Cancun, Mexico (CNN)It was an unusual scene, especially for two Mexican cities known more for beaches and tourism.

"We want justice!" shouted dozens of people gathered at dawn outside a state courthouse in the beach resort of Cancun on Thursday last week. The crowd, mostly activists, students and human rights attorneys, was pleasantly surprised when their numbers increased by the arrival of members of a bikers' club.
Several hours later, the same protesters showed up at another state courthouse in the nearby beach resort of Playa del Carmen, chanting the same message and adding another one: "No more impunity!"
In both cases, judges would hear evidence about the state's biggest human trafficking raid in years, involving women from as far as Argentina and Germany who were allegedly tricked into working as prostitutes.

An alleged scheme to bring women into Mexico

On the night of July 30, officers under the command of the Quintana Roo's State's Attorney's Office raided two buildings in Cancun and Playa del Carmen.

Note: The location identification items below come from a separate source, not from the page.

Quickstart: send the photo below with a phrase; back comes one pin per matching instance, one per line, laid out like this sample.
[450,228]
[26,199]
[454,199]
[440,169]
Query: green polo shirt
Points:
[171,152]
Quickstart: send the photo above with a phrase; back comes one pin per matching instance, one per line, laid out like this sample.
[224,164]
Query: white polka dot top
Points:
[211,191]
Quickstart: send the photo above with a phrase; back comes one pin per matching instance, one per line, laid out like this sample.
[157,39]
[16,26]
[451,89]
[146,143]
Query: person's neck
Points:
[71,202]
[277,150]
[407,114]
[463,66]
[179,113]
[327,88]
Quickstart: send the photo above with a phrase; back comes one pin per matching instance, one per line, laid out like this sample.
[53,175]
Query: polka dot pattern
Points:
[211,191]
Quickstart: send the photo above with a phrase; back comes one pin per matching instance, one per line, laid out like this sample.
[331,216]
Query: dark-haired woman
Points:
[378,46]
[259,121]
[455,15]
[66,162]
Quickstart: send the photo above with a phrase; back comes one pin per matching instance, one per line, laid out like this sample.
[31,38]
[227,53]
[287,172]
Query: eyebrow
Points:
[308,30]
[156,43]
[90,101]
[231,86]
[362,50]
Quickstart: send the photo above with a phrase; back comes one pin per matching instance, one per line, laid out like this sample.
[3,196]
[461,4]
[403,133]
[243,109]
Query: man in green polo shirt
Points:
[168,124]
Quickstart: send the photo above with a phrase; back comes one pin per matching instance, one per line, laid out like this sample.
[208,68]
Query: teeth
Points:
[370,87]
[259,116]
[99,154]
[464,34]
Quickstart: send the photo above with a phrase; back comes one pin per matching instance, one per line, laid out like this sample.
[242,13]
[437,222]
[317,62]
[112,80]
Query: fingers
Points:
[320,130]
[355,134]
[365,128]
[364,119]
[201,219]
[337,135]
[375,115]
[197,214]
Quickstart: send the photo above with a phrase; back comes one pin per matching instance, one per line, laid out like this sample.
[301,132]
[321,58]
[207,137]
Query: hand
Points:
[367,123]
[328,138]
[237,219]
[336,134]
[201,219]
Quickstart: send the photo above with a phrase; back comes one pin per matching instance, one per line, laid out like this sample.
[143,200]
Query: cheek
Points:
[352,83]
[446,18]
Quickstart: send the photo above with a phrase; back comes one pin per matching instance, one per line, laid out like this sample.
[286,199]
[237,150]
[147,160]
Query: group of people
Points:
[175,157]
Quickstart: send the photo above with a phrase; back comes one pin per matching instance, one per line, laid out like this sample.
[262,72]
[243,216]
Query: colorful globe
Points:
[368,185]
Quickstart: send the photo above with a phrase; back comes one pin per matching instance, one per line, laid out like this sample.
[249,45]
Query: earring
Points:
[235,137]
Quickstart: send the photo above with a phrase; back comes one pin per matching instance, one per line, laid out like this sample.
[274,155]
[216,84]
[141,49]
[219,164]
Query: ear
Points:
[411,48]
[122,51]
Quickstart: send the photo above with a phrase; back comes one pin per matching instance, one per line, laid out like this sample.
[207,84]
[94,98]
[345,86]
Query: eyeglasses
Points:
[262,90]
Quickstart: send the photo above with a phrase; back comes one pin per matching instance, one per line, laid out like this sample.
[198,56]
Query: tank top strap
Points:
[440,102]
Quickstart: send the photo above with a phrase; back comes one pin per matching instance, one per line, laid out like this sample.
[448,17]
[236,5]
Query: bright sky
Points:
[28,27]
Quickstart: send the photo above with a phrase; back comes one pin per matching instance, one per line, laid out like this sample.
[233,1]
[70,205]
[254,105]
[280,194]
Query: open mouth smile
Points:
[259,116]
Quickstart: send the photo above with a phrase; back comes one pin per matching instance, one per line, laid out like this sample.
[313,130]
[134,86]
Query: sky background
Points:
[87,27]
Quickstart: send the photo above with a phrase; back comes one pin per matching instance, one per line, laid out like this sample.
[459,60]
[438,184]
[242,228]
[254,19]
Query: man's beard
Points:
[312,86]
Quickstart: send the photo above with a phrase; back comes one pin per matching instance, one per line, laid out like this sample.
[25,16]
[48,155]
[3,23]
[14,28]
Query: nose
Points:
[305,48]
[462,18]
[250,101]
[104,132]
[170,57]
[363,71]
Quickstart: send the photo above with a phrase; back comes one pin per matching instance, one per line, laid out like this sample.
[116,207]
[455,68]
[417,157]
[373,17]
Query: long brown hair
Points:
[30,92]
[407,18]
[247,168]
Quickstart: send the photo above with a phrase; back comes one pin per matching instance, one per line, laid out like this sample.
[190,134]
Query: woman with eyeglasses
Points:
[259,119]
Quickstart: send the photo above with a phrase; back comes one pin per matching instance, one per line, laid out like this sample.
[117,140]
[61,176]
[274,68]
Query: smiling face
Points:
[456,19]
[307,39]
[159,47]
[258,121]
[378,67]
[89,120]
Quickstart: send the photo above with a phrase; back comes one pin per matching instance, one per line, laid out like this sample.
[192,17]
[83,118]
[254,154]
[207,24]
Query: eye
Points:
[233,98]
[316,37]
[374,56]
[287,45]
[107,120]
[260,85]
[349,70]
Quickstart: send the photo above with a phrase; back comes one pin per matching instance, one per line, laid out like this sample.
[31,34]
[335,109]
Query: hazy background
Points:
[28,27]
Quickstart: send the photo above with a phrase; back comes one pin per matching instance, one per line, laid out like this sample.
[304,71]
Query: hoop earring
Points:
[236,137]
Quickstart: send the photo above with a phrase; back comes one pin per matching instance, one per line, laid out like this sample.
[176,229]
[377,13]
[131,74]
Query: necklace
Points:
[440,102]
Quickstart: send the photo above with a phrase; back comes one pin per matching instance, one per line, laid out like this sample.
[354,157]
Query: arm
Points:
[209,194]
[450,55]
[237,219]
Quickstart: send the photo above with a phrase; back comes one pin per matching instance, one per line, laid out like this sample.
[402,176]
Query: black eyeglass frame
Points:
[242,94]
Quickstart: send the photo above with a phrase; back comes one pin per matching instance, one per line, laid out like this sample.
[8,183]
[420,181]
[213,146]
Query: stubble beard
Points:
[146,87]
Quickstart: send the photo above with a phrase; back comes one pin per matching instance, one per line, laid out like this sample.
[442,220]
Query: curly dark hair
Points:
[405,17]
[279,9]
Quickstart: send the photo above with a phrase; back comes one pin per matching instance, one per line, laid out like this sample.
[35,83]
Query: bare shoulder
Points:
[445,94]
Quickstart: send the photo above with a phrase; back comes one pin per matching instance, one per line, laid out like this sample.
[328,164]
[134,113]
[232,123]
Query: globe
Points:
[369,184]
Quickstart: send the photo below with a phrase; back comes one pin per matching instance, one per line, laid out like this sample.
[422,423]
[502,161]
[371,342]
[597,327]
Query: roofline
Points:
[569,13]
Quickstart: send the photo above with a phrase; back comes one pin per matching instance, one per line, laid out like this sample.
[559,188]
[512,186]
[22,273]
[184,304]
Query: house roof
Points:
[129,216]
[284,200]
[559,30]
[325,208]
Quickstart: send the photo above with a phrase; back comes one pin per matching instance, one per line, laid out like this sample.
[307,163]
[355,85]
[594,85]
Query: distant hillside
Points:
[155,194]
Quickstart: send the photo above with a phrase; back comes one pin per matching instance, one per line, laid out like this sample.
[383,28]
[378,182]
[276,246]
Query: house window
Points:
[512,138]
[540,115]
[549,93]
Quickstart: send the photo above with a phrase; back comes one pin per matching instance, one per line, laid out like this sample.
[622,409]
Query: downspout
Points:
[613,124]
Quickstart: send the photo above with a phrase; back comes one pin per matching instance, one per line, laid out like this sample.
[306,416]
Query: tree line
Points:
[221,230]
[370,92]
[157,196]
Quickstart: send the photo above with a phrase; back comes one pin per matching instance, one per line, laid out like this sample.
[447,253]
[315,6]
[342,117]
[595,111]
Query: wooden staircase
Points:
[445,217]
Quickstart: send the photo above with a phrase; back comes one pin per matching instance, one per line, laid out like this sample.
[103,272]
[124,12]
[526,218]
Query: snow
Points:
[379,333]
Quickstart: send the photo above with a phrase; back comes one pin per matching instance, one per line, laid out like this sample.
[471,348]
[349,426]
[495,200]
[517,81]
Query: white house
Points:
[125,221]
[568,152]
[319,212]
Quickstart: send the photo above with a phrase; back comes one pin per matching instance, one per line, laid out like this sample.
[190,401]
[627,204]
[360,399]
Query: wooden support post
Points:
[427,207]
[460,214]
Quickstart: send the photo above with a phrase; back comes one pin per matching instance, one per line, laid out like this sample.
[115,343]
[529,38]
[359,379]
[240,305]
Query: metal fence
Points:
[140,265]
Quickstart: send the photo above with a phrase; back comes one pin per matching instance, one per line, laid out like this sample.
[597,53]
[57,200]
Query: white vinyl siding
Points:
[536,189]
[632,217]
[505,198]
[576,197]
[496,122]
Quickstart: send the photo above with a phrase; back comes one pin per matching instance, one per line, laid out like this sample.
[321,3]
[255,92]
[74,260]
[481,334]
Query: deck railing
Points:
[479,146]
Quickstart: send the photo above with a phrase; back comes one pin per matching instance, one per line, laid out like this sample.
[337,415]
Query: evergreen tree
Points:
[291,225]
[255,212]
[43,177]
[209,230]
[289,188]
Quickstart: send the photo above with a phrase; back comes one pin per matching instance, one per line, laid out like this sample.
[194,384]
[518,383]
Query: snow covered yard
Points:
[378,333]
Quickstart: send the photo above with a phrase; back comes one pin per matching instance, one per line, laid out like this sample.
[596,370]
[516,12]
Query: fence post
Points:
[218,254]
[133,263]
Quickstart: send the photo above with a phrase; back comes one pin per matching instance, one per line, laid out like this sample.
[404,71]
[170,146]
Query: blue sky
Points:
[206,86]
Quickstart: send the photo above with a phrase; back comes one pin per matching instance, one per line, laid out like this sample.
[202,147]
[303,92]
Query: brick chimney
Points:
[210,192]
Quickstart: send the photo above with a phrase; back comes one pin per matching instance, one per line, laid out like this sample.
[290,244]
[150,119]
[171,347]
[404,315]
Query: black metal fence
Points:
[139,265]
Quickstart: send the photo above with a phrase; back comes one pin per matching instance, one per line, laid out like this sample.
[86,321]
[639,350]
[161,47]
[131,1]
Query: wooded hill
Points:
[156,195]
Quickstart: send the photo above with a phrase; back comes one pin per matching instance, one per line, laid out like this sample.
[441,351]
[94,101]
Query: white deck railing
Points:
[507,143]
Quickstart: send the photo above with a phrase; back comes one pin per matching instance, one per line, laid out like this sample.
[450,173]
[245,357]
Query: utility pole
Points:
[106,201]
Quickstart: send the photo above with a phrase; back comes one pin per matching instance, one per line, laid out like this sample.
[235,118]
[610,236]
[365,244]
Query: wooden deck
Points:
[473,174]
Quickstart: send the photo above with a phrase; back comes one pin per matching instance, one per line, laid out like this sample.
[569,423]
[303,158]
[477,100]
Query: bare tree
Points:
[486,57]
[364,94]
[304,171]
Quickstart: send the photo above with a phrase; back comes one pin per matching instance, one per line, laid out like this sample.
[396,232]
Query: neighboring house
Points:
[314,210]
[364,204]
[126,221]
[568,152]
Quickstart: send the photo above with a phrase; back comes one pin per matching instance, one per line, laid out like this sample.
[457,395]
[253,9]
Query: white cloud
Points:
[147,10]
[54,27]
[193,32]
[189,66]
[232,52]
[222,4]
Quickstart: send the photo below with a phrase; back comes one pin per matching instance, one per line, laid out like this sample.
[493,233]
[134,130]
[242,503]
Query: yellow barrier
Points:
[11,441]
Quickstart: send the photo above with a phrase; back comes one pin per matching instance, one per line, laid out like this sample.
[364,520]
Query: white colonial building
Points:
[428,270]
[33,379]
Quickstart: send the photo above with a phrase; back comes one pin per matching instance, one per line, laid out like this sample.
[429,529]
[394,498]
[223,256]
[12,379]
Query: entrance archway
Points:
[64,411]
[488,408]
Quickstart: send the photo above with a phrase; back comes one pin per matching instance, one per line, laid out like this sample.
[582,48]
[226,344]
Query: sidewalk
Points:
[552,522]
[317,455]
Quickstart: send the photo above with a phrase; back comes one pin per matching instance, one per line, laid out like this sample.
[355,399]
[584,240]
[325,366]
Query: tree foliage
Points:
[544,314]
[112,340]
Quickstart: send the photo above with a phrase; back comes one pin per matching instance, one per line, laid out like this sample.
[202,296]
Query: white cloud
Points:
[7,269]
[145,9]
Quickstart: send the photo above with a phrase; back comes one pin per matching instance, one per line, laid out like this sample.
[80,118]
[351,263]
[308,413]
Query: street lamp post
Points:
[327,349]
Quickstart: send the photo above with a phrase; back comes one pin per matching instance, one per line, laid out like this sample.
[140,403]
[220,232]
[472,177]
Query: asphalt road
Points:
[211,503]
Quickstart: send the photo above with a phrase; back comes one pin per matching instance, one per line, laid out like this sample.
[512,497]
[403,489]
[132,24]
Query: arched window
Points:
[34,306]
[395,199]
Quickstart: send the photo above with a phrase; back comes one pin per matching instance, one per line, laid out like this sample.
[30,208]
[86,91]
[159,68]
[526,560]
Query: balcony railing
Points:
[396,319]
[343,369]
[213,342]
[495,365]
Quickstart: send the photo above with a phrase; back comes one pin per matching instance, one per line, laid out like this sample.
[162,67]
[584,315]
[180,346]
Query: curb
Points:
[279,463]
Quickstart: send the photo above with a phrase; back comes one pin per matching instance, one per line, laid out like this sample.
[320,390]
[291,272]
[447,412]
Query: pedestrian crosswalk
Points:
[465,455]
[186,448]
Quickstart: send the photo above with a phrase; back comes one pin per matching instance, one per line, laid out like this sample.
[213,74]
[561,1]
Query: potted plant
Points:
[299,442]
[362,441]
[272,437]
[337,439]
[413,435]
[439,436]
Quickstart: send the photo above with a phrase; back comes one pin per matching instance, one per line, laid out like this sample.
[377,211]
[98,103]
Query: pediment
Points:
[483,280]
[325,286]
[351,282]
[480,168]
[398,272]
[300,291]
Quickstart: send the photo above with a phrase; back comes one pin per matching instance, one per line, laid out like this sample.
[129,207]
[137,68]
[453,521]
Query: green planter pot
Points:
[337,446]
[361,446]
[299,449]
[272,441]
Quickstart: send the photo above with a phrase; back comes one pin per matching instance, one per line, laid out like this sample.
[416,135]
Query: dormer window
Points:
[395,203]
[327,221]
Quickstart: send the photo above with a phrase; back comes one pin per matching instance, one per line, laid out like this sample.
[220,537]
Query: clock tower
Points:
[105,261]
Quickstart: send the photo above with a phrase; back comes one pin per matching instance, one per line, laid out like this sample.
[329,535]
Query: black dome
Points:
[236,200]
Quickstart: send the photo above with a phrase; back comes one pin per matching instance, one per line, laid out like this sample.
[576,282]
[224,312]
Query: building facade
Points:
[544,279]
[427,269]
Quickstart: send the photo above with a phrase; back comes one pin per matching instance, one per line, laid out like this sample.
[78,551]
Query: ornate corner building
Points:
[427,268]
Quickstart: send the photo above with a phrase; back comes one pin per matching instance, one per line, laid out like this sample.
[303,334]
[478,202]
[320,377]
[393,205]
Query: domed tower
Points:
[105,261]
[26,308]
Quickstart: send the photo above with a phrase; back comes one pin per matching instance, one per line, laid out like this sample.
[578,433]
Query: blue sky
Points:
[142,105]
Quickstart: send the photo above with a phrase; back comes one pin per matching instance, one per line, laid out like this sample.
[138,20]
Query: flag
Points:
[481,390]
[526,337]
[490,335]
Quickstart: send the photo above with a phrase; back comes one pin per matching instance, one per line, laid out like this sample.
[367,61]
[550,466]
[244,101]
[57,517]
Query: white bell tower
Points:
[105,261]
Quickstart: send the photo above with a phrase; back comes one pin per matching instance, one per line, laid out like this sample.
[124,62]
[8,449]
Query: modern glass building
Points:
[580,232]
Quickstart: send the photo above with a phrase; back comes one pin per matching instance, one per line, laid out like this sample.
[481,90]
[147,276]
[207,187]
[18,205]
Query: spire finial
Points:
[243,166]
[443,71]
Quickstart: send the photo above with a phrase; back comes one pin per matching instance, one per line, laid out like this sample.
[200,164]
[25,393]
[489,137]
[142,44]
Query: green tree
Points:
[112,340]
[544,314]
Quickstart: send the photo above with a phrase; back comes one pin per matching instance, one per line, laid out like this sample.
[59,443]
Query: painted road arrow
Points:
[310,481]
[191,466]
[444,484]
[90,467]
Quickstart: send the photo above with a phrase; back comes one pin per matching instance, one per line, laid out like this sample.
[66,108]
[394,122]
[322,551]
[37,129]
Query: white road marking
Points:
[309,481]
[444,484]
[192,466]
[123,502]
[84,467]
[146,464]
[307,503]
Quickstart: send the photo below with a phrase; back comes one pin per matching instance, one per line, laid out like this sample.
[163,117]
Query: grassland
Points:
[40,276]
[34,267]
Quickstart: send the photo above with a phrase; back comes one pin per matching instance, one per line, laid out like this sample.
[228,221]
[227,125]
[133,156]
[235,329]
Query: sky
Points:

They ultimately detained 13 people, twelve of whom were later arraigned on charges of human trafficking, among others.
According to Quintana Roo state Attorney General Óscar Montes de Oca, the suspects had held dozens of women in captivity, many from foreign countries.
"They advertised as a spa business; but in reality, there were sexual acts happening in those two places where women were being exploited," Montes de Oca told CNN in an interview. Though they advertised separately, the two locations are believed to have been run by the same people, the state's attorney's office said.